UKSCblog
- Website type: Blog
- Owner: Olswang
- Creators: Dan Tench, Ned Beale, Oliver Gayner, Hugh Tomlinson QC, Matthew Ryder and Anthony Fairclough (Editors)
- Website: ukscblog.com
- Commercial: No
- Launched: 2009
- Current status: Inactive

= UKSCblog =

Blog covering the Supreme Court of the United Kingdom

UKSCblog (The United Kingdom Supreme Court blog) is a law blog dedicated to the Supreme Court of the United Kingdom. The blog is based on the SCOTUSblog in the US which provides commentary and information about the United States Supreme Court.

==History==
UKSCblog was created by, amongst others, Hugh Tomlinson QC of Matrix Chambers and Dan Tench, Head of Judicial Review and Public Law at law firm Olswang.
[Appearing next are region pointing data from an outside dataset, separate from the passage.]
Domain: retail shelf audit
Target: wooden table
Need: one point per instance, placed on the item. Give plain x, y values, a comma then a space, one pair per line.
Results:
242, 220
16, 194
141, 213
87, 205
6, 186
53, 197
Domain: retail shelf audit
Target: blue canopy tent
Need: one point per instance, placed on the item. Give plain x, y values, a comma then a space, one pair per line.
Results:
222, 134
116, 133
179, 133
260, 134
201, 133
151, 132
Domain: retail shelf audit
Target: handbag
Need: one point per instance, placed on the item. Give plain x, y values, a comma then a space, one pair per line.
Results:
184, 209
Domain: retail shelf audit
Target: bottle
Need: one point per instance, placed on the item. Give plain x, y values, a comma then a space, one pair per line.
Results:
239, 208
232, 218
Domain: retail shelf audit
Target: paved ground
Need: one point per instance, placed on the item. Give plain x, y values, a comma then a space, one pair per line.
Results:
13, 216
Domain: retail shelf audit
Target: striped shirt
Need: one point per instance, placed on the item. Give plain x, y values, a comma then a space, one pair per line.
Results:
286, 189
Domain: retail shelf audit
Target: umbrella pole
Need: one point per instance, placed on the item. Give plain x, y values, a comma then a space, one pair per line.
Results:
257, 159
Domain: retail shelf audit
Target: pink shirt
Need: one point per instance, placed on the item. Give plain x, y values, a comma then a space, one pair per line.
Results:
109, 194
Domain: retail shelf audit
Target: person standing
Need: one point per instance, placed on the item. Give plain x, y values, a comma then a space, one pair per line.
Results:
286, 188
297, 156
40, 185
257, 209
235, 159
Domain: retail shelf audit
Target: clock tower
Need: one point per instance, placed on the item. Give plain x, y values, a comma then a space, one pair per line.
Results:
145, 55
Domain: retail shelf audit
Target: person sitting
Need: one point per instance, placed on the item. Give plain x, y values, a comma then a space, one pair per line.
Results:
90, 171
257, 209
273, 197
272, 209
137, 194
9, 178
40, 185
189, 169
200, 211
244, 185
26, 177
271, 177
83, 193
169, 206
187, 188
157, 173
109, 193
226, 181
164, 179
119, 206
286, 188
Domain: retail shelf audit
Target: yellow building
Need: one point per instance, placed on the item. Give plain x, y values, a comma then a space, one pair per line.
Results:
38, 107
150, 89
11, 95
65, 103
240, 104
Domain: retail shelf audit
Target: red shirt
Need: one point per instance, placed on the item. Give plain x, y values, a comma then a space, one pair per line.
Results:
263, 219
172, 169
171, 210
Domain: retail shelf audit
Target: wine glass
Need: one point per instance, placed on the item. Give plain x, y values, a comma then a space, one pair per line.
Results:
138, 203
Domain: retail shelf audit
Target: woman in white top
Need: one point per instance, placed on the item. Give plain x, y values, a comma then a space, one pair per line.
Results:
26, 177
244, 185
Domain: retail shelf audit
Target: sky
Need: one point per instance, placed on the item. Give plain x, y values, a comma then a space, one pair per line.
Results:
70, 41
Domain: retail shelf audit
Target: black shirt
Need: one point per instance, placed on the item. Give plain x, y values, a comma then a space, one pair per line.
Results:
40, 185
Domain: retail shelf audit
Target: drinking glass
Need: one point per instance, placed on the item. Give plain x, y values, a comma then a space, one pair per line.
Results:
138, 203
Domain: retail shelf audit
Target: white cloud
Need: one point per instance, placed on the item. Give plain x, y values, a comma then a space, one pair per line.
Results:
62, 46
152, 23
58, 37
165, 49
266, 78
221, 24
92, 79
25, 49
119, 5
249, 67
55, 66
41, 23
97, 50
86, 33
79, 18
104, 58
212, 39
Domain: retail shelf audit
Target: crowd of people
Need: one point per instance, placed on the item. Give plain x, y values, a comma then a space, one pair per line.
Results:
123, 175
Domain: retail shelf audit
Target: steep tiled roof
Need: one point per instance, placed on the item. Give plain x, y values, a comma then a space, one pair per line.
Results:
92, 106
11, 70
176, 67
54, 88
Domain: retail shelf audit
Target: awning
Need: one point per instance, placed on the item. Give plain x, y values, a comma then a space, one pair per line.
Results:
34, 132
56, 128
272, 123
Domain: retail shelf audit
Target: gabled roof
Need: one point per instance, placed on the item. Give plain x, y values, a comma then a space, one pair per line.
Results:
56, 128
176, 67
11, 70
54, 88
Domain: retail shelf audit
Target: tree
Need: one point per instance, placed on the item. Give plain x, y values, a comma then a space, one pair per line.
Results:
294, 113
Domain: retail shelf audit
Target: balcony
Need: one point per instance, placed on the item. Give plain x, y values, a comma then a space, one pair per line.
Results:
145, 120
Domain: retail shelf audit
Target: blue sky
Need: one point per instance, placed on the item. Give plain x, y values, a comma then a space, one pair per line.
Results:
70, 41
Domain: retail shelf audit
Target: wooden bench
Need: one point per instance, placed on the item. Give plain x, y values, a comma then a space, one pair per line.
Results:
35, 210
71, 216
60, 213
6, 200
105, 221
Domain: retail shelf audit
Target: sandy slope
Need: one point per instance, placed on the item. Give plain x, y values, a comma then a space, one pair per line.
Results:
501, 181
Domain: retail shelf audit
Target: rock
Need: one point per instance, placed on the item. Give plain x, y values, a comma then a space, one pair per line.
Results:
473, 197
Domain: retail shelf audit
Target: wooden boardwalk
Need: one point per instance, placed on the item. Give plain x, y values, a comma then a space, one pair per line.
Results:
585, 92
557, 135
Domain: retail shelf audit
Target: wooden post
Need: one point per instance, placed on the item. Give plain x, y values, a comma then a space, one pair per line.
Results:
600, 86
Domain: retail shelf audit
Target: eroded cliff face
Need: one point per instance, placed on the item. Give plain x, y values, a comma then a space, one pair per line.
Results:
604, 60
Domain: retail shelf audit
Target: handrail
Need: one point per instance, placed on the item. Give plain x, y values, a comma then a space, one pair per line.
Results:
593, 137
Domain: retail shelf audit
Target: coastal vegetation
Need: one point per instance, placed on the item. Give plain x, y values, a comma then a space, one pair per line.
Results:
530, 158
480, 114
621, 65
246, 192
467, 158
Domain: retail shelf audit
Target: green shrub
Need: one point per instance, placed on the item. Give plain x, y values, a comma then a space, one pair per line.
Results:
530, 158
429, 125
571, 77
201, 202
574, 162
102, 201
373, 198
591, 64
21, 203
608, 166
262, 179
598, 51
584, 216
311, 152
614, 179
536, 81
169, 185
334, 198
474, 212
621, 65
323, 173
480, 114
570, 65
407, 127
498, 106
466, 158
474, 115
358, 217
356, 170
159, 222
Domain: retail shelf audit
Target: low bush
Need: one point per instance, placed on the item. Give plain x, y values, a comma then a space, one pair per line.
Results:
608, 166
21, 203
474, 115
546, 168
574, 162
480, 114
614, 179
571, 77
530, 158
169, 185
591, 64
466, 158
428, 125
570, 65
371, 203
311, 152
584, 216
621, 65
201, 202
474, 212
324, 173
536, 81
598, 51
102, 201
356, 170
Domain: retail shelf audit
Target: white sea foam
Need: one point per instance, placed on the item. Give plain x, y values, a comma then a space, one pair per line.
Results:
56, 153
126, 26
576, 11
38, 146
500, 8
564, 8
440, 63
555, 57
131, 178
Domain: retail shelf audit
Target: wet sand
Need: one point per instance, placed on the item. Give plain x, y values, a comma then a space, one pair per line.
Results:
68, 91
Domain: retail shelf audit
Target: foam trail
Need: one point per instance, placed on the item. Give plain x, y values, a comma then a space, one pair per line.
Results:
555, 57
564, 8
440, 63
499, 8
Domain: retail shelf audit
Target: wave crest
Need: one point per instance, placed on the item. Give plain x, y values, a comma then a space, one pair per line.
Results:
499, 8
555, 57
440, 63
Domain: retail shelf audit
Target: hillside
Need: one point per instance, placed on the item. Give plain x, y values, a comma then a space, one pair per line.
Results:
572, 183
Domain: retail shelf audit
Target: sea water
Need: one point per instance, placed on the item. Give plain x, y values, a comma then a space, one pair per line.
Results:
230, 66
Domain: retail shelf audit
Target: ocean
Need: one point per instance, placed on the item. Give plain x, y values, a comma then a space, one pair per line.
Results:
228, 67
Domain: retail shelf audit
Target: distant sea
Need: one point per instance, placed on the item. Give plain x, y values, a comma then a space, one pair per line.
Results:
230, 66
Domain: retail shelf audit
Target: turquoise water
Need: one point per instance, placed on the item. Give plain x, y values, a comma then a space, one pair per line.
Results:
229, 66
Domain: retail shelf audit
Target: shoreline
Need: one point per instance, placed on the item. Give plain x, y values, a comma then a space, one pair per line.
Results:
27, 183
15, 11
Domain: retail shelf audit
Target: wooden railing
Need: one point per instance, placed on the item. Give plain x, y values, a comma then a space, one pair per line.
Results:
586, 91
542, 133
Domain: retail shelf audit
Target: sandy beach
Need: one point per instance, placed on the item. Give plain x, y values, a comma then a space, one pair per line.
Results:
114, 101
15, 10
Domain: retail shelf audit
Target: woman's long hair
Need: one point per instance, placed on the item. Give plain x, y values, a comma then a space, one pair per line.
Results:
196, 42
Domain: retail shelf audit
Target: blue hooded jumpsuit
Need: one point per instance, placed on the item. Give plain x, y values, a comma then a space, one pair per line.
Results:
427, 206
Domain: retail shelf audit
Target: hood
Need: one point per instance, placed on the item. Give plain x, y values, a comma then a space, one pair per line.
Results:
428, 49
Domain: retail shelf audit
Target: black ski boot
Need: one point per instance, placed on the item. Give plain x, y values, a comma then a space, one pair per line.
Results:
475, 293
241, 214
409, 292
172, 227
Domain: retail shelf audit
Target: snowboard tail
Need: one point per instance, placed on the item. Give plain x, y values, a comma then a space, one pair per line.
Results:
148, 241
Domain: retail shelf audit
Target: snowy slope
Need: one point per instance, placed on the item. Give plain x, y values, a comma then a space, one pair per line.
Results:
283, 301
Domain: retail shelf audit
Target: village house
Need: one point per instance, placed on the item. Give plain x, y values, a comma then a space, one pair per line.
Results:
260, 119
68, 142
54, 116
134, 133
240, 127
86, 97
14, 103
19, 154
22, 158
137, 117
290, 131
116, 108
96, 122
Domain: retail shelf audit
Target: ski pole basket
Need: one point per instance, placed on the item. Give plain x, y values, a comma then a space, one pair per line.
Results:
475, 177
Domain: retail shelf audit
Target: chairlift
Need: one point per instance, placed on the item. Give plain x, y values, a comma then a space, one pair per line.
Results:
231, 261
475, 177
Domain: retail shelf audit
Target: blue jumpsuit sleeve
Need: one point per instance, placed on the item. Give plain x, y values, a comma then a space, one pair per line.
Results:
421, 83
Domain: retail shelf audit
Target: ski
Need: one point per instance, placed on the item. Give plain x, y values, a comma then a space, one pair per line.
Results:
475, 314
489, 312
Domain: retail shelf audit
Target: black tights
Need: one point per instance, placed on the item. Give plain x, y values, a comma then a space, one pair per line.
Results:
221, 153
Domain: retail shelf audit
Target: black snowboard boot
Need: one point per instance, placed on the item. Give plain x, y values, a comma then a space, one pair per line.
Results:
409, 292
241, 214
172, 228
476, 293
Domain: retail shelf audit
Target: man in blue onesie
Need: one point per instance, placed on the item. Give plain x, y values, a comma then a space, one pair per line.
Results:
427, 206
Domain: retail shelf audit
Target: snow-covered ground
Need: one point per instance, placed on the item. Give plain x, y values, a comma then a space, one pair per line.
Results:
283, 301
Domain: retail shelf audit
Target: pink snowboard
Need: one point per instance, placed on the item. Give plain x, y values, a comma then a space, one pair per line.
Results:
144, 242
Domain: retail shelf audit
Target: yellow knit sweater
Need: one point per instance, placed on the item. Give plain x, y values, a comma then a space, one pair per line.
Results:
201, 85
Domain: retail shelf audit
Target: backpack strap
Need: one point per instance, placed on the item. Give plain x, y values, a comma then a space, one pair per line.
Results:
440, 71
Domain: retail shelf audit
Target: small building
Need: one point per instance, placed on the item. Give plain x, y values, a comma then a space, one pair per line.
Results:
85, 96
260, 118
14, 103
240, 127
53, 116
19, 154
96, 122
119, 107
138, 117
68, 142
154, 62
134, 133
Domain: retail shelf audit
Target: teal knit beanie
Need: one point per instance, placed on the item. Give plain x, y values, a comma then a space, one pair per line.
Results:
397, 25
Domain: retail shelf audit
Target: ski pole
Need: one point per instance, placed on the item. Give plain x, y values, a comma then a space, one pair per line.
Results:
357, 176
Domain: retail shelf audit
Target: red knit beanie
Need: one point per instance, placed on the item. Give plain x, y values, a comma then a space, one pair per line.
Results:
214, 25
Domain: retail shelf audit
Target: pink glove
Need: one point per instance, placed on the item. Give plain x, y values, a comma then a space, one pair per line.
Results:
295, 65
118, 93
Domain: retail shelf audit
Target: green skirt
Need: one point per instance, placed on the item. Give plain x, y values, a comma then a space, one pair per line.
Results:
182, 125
The establishment of the Supreme Court marks an important constitutional change for the UK, and to mark this development, the UKSC Blog has been set up to provide commentary on the court and its judgments.

==Recognition==
Following the blog's launch on 1 October 2009, The Times called it an "exciting development", while the BBC noted that "one group of influential solicitors and barristers is launching a blog to monitor the Supreme Court's decision making". City AM has also commented on the blog.